Cohabitation #3: Commitment Delay
What impact does cohabitation have on the stability of the future marriage?
In this third part of the series looking at why divorce is around 50% higher for couples who previously cohabitated we look at the phenomenon of Commitment Delay.
It is well known that the age at first marriage is getting older. Over the past six decades the increase has been steady with median age at first marriage now being in the late twenties. Delaying marriage however has not meant that couples delay forming intimate relationships. In fact, the prevalence of cohabitation accounts for some of this trend of older brides and grooms.
Couples who live together, and therefore establish a domestic, sexual relationship, tend to delay the decision to marry. As they are already living a ‘married’ life-style, the urgency to make a decision about marriage is lessened and many couples get caught in this transitional state for prolonged periods.
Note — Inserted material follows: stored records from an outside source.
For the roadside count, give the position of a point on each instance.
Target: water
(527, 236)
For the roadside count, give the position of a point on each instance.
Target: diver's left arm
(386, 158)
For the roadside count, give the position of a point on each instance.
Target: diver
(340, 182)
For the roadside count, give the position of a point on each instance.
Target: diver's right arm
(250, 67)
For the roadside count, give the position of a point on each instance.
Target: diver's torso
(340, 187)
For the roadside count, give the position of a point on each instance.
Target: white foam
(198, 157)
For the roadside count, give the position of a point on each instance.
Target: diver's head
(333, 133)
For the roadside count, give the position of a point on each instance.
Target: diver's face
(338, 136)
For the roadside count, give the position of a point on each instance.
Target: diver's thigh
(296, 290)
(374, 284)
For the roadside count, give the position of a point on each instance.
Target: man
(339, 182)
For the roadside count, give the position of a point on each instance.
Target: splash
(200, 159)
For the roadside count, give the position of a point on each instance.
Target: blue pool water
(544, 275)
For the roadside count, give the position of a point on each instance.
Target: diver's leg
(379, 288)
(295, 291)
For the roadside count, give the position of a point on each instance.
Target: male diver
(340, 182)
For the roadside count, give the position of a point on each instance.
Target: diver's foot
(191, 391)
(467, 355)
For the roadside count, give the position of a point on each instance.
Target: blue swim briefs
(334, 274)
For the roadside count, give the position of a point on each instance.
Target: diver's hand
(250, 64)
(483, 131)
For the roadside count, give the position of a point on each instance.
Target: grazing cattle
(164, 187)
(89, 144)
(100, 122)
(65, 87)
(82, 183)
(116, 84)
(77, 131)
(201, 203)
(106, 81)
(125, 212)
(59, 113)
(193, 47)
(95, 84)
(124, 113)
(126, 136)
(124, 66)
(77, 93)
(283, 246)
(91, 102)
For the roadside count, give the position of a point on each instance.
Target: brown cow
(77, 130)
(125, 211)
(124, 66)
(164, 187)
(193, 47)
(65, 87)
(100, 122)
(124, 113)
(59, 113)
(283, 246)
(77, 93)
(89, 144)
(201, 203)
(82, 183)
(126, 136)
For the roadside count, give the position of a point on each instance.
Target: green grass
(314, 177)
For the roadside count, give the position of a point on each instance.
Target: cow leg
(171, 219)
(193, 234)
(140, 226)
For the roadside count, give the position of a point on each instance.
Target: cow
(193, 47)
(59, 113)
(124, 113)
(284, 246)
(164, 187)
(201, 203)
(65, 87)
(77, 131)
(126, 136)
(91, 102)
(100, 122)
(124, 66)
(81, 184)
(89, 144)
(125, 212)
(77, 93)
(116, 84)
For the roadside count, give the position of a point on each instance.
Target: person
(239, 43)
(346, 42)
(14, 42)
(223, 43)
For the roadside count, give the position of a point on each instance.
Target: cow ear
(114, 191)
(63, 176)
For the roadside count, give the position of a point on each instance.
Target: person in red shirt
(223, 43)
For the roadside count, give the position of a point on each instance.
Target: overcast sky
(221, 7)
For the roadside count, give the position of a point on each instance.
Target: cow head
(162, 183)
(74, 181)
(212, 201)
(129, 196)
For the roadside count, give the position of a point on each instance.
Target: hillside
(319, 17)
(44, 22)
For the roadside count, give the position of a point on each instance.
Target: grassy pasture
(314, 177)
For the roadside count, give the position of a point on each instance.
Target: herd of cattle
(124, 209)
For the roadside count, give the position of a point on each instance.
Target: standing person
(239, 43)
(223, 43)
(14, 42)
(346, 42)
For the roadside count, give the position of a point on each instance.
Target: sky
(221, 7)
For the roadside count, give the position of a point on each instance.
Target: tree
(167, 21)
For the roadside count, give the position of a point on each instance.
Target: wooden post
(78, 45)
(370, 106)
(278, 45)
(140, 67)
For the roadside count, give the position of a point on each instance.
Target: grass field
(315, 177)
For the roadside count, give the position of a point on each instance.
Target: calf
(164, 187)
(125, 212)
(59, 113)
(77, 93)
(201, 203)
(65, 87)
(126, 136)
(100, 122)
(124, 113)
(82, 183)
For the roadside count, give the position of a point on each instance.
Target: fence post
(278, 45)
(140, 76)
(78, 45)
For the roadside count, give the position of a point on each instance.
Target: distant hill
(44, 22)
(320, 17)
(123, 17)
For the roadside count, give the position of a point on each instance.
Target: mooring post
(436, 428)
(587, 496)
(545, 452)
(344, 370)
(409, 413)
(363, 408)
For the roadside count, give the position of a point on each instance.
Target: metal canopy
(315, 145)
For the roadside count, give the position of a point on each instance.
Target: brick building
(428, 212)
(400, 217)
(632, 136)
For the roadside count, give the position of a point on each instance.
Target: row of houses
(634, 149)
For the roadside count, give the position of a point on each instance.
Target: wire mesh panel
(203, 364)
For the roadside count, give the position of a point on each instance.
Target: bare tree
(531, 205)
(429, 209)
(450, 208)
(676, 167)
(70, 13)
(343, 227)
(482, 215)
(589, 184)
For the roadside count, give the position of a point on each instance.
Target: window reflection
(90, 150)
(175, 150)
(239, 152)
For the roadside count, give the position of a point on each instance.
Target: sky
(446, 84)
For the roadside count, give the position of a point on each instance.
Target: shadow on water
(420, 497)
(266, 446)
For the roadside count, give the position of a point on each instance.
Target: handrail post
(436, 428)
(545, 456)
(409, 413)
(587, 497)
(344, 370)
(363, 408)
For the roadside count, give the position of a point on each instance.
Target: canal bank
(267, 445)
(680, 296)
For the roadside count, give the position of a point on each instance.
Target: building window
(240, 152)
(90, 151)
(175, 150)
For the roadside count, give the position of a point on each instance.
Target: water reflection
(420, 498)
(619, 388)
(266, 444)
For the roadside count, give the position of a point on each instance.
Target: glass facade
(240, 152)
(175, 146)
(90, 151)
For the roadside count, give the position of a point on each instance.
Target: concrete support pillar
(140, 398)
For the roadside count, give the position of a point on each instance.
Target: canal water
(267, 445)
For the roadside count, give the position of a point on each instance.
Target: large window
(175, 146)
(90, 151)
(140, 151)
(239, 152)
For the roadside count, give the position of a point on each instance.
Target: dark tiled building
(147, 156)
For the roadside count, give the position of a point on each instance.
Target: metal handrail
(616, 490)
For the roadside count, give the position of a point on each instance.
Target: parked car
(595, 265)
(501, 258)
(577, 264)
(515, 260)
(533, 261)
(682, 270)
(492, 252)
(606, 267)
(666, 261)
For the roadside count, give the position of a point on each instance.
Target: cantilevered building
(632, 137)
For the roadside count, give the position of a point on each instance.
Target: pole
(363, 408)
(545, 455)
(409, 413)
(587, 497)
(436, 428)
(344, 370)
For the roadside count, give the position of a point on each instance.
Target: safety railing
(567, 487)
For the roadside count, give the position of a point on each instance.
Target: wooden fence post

But is this really such a problem? Most people believe that being a bit more mature before marrying is advantageous. The facts though are not so straight forward.
Research demonstrates that the optimum age to marry is in the early to mid-twenties; younger than this and the immaturity of the couple can bring them unstuck. But being a great deal older means that independent single lifestyles are more entrenched and thus the adjustment to married life is more demanding.Older couples really have to work hard to ‘undo’ the lifestyle patterns of independent living in order to adjust to the new demands of interdependency that successful marriage requires.
Moreover, delayed marriage is particularly disadvantageous to women whose ‘window of opportunity’ to begin a family is more limited than men. This often leads a woman to pressure her long-term cohabitation partner to marry before he is ready thus weakening the marriage bond. This accounts in part for the fact that one of the highest incidence of divorce is among couples married less than five years.